Sébastien Pignon : Kino distinguo

Librairie-galerie Ofr, 6, rue des filles du calvaire, Paris 75003. Du 27 novembre au 15 décembre 2025, Inauguration le 27 novembre de 15 à 20 h.

COMPTE-RENDU D’INAUGURATION

par Christophe Comentale

Sublimer la jaquette et le boîtier

Après une somptueuse exposition automnale, premier volet et présentation d’une collection de jaquettes livres et œuvres peintes originales parmi ses vases céramiques, Sébastien Pignon (1972, Paris) récidive dans cette librairie éclectique et toujours aussi décomplexée avec un deuxième volet de quelque 250 œuvres récentes rassemblées dans une même sensibilité, avec un souci esthétique commun, en privilégiant des thèmes et des supports qui lui sont chers face à une vision acide et dense de l’univers.

Ses goûts le portent vers les images conçues selon des séquences, des séries convergentes. Ainsi, le kinophile se réapproprie une collection de jaquettes CD, une sélection de titres des plus emblématiques, tous reflètent sa liberté de vue sur la société. Chacune de cette quarantaine de pièces est rehaussée, partiellement calligraphiée pour Kino dsitinguo. Une série entre art brut et palimpsestes contemporains : Lacombe Lucien, L’éclipse, L’évangile selon Saint Matthieu, Pierrot le Fou, Le mépris, Gorki Park, Le Casanova Federico Fellini, Mort à Venise, …

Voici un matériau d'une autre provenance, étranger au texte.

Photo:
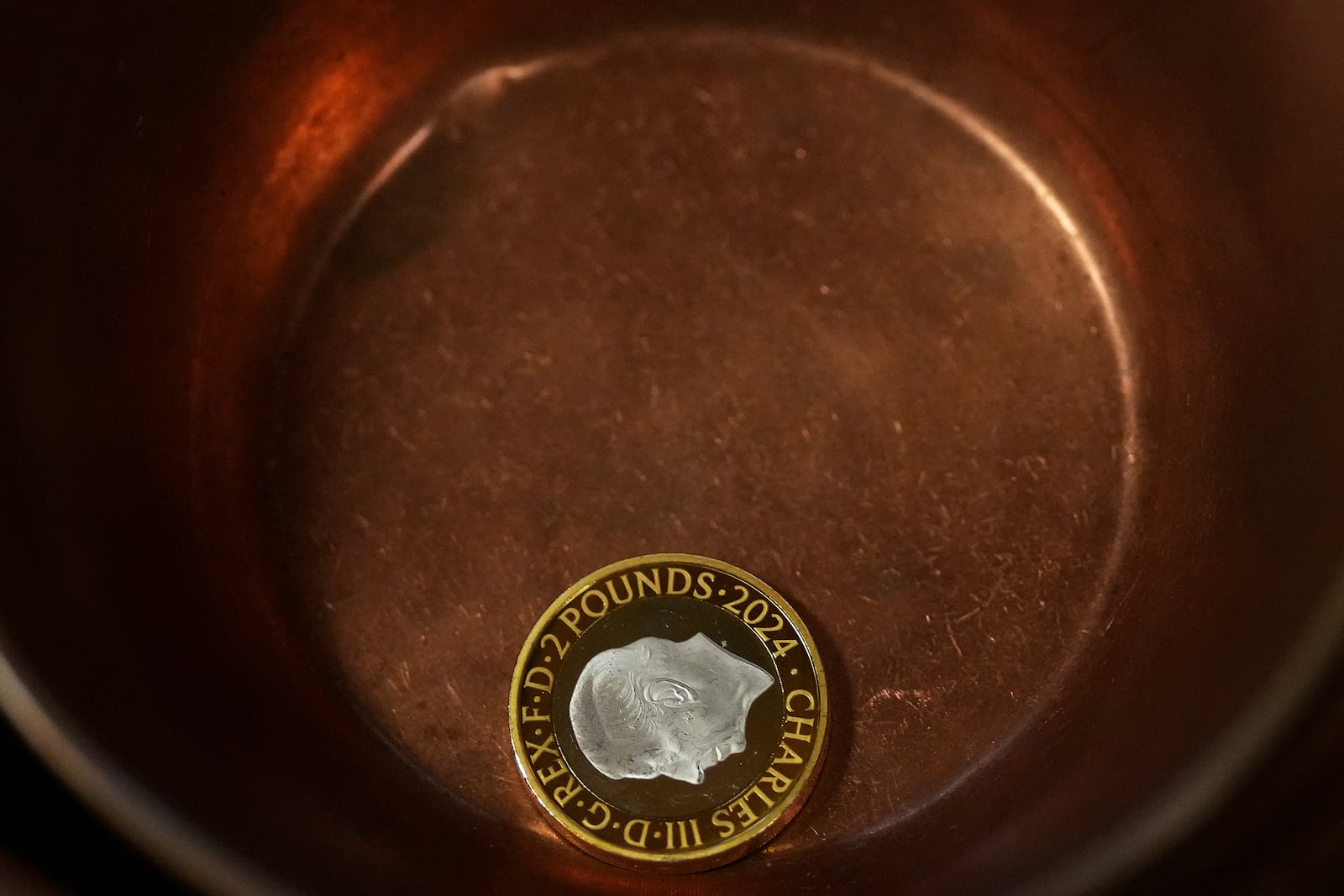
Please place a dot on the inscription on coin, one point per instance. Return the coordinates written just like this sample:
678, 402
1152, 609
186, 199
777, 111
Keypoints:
669, 712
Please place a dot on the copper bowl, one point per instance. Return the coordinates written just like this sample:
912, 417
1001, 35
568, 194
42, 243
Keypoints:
1001, 338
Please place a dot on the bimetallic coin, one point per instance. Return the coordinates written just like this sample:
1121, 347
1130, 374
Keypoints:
669, 712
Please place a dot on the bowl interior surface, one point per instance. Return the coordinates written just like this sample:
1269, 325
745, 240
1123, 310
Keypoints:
992, 336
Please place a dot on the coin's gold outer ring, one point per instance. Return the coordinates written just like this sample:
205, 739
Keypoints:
772, 822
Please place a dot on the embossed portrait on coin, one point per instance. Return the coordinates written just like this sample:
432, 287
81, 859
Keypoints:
658, 707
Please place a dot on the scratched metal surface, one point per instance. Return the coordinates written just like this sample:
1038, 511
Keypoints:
729, 297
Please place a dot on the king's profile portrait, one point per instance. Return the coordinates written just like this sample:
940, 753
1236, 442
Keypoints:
659, 707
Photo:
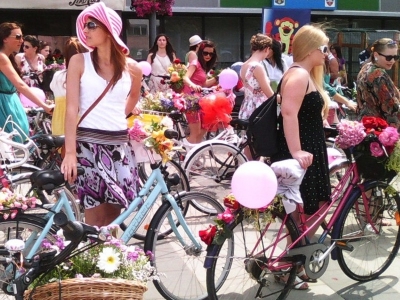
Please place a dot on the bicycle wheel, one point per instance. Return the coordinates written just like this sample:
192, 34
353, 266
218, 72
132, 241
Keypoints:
21, 227
183, 266
238, 267
375, 244
211, 167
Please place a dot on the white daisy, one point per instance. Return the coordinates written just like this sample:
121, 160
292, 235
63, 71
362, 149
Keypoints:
109, 260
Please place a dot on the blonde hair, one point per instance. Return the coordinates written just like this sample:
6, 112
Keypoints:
260, 42
307, 39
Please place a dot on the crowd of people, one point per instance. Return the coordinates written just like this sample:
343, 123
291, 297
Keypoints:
101, 82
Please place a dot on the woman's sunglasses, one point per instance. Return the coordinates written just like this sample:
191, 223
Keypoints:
17, 36
389, 57
323, 49
90, 25
205, 53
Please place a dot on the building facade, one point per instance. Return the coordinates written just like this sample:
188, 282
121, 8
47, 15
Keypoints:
229, 23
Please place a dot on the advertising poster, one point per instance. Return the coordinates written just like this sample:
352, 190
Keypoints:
282, 24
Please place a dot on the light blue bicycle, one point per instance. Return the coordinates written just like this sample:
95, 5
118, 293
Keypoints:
172, 234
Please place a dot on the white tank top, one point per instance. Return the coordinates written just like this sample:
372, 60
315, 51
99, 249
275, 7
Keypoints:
109, 113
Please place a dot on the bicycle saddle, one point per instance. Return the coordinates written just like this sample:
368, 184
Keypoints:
51, 141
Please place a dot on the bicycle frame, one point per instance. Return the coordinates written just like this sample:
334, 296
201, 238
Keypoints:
155, 191
277, 263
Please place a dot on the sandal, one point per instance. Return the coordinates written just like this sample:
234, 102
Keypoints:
297, 285
303, 276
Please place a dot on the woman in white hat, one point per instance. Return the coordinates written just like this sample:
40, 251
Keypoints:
161, 55
100, 143
194, 44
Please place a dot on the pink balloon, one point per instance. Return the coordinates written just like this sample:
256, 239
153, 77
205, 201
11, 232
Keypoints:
146, 67
254, 184
28, 103
333, 154
228, 79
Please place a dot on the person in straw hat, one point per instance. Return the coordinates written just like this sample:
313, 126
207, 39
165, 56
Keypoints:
99, 144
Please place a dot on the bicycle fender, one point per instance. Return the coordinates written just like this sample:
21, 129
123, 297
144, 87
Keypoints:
356, 192
203, 145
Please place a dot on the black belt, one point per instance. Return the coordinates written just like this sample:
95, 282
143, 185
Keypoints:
8, 92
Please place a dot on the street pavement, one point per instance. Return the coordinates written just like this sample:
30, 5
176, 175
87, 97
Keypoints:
335, 285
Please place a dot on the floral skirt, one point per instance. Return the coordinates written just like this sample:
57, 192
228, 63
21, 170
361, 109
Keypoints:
111, 174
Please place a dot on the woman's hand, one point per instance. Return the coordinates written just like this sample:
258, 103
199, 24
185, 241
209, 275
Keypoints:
196, 88
49, 108
304, 158
69, 167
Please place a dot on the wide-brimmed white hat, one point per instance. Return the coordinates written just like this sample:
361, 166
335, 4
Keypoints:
107, 16
195, 40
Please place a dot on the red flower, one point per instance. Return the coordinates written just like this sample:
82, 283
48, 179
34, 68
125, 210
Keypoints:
226, 216
208, 235
374, 123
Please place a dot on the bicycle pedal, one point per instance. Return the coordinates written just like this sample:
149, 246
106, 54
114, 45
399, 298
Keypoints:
345, 246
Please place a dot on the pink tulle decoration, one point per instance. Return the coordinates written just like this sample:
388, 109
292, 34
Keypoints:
351, 133
137, 132
389, 136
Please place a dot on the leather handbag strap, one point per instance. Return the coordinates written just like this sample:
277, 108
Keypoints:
95, 103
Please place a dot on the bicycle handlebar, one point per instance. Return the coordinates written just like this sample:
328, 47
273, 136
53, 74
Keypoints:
6, 139
75, 232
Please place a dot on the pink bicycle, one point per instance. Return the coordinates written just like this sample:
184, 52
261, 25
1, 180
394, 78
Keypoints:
361, 233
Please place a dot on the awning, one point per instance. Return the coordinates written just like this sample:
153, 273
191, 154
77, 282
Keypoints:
62, 4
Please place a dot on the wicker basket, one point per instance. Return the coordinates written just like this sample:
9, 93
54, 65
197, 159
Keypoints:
89, 289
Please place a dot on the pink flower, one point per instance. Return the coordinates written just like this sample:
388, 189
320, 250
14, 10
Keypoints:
389, 136
376, 149
226, 216
179, 102
351, 133
137, 132
208, 234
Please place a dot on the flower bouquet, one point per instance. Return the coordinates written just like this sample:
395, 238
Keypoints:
11, 203
374, 145
176, 71
216, 234
152, 136
103, 271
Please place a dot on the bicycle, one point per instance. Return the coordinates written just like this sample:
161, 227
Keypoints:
175, 221
13, 259
264, 251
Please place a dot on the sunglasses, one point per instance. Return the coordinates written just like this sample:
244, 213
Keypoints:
90, 25
205, 53
323, 49
17, 36
388, 42
389, 57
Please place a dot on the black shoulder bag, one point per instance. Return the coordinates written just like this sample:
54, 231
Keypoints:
263, 129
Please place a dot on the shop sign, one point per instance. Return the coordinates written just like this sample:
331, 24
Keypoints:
306, 4
62, 4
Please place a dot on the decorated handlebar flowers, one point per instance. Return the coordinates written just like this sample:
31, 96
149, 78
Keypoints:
11, 203
152, 135
371, 137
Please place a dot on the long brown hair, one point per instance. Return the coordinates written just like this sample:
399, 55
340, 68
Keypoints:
207, 66
118, 58
5, 32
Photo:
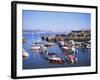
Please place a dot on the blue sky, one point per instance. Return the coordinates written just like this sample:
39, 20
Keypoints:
55, 21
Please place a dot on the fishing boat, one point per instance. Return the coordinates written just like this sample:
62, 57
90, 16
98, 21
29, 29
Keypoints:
23, 40
71, 59
35, 47
43, 49
61, 43
53, 58
24, 53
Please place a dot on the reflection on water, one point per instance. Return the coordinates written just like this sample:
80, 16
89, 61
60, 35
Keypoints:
37, 60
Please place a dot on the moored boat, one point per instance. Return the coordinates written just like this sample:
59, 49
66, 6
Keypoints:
53, 58
24, 53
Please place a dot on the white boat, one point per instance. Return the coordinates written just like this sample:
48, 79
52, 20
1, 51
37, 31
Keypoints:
61, 43
35, 47
48, 44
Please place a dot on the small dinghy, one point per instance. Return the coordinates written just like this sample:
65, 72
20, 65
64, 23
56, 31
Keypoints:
71, 59
53, 58
25, 54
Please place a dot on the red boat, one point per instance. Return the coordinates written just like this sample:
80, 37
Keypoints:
53, 58
71, 59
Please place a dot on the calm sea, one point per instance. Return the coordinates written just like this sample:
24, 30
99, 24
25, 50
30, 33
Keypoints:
36, 60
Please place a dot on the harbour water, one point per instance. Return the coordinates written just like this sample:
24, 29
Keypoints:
37, 60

Aligner ou combiner les carreaux

A sa production de céramiste, en parallèle aux plats et contenants monochromes qui jouent entre simplicité et forme essentielle, pour traduire le plaisir premier de cet art, Sébastien Pignon vient d’achever ce pavement interloquant et unique de quelque 200 carreaux céramiques travaillés dans une perspective dramatique. Le contraste entre les noirs du tracé des personnages et l’or du feu rend plus déconcertant encore cet ensemble qui ont des accents dignes de ces notations fugitives de de Chirico ! Deux mètres carrés de surface pour ces carreaux de 10 centimètres de côté. Un plaisir que ce thème renouvelé et rendu à la vie des filles du Calvaire. Il renvoie aux sœurs bénédictines de Notre-Dame du Calvaire ou Filles du Calvaire, en fait, un ordre monastique féminin de droit pontifical faisant partie de la congrégation de Subiaco. Leur nom, est-il utile de le rappeler, vient du Calvaire, lieu où Jésus a été crucifié. Plus immédiatement perceptible, la fin de cette congrégation est, somme toute, peu enviable : l’institution est supprimée à la Révolution et, last but not least, la sœur Rosalie Céleste de La Sorinière est guillotinée à Angers le 27 janvier 1794. Toujours sensible aux bruits du monde – même s’ils débouchent sur un au-delà perdu dans le silence éternel, Sébastien Pignon va présenter in situ ce pavement circonstancié à l’égal d’une table centrale ornée de ces enluminures de terre que sont ces silhouettes devenues celles de femmes artistes, saltinbanques. Jolie renaissance ! Quant à la table ainsi constituée, va-t-elle partir carreau par carreau ou en un métrage plus important pour aller étoffer et rejoindre les fonds de collections invisibles ?

Admirer des théâtres séquentiels

Sébastien Pignon est un metteur en espace, en épisodes, un adepte d’une mise en scène qui donne toute leur ampleur aux œuvres qui composent ces pièces composites : à rideaux ouverts, des personnages silhouettés peints sur un support carton de 59 sur 41 cm contemplent des scènes de petits formats peints à l’huile sur toile aux formats de 15 cm sur 15 ou 15 sur 20 voire encore 11 sur 22 cm. Aux ondulations peintes et ponctuées de motifs récurrents du carton répondent la tenue et la texture idéale de la toile – dureté / morbidezza. Le rapport dichotomique des scènes renvoie à l’intensité déployée ou à une énigmatique présence à travers les épisodes qui disent les talents de ce narrateur inégalement disert – il sait osciller entre le mutisme de certaines scènes ou leur déchaînement baroque, excitant alors la curiosité des amateurs de sensations fortes et d’une peinture qui provoque sens.